As part of routine clinical care, blood samples were collected by an experienced and trained health worker for assessing HIV sero-positivity at the GHWP clinic laboratory. Participants received confidential HIV pre-test and post-test counselling on the study visit. HIV status was determined by performing a rapid HIV test (Determine, Statpak, Unigold) on a serum sample according to the Uganda National algorithms (25) for HIV testing HIV status was recorded as negative or positive. The HIV test results were linked to participants by their unique study identification number. Samples of urine were taken off for routine testing for the presence of Human Chorionic Gonadotropic (hCG) at the GHWP clinic laboratory. The biopsy cervical specimens were analysed at the referral hospital laboratory. The 3-5% acetic acid was freshly prepared at the GHWP clinic laboratory by carefully adding 5 mL of glacial acetic acid into 95 mL of distilled water and mixing thoroughly. Unused acetic acid was discarded at the end of the day.

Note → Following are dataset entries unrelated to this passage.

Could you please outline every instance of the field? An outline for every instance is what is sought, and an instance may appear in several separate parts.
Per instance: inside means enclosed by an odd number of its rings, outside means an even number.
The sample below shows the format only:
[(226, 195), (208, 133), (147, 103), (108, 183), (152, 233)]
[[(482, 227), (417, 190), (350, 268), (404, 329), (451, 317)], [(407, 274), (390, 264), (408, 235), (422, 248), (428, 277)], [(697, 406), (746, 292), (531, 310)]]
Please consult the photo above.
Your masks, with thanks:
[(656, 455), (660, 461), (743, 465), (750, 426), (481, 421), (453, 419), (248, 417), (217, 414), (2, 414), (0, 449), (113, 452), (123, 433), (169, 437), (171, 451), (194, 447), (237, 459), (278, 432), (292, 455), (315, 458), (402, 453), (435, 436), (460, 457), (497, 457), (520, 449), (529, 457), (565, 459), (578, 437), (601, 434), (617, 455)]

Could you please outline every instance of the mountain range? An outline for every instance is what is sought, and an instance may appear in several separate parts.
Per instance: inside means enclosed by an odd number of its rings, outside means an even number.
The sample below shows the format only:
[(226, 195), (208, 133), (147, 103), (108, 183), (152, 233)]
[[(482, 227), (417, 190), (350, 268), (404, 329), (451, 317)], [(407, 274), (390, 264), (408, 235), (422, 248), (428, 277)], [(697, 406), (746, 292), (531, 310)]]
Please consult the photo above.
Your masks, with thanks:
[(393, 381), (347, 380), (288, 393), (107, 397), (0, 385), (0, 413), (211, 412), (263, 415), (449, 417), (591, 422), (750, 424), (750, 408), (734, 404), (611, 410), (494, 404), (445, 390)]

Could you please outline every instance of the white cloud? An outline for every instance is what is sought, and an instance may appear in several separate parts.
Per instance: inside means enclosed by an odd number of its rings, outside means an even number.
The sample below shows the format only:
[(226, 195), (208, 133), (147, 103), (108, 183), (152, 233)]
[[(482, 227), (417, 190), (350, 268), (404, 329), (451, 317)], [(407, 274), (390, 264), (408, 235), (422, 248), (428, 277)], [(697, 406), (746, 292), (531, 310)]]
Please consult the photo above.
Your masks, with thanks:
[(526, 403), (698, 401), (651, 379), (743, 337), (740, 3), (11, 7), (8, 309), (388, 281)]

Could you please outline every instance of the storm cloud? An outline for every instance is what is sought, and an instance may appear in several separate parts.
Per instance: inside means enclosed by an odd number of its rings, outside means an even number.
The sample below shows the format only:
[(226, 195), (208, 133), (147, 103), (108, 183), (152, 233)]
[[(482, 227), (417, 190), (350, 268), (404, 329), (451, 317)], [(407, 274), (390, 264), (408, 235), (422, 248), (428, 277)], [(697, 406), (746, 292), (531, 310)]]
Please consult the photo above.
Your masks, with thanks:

Data collection and study measures
After obtaining written informed consent, eligible FSWs were consecutively enrolled and face-to-face semi-structured interviews conducted. Counsellors collected data on socio-demographic characteristics, sexual behaviour and clinical characteristics. The primary outcome of this study was VIA positivity which was categorised as negative or positive. Socio-demographic measures included age, marital status, education level, alcohol use, and illicit drug use. Alcohol use was assessed by using a standardized WHO Alcohol Use Disorders Identification Test (AUDIT) (26). Alcohol use was classified into three categories i.e. harmless or low-risk drinkers: score 1-7, harmful or high-risk drinkers: score 8-19 and alcohol dependent: score 20+. The sexual behaviour characteristics included: the total number of lifetime partners, condom use at last sexual intercourse, and age at first sexual intercourse. Sexual and reproductive health characteristics included: age at first pregnancy, parity, family planning use in the last 12 months, and family planning method. Participants’ clinical characteristics included; the presence of STI symptoms in the last 12 months, HIV status, receiving ART, VIA result, and Biopsy result. Presence of STI symptoms was determined if a FSW self-reported having had any symptoms suggesting STIs in the last 12 months including vaginal discharge, genital ulcer, and pain. HIV status was categorised as negative or positive. The histopathological findings were categorized into five categories: normal, inflammation, CIN 1 (low-grade cervical lesions), CIN 2/3 (high-grade cervical lesions), and invasive cervical cancer.
Data were double entered in Microsoft Access, cleaned, and exported to STATA 14.0 (StataCorp, College Station, TX, USA) for analysis. We resolved discrepancies by checking the source documents for clarification. Categorical demographic and clinical characteristics were summarized by counts and percentages. Continuous variables were summarized by means and standard deviations or medians and interquartile ranges. The proportion of those who were VIA positive was analysed by the different demographic, sexual behavioural and clinical characteristics. Factors for which the association attained statistical significance on log likelihood ratio test (LRT) of p<0.20 were selected for the multivariable logistic regression model. Logistic regression models were fitted to identify factors associated with VIA positivity at unadjusted analysis. Factors were retained in the final multivariable logistics regression model if their inclusion did not make the fit of the model significantly worse at the 5% level on a likelihood ratio test (LRT).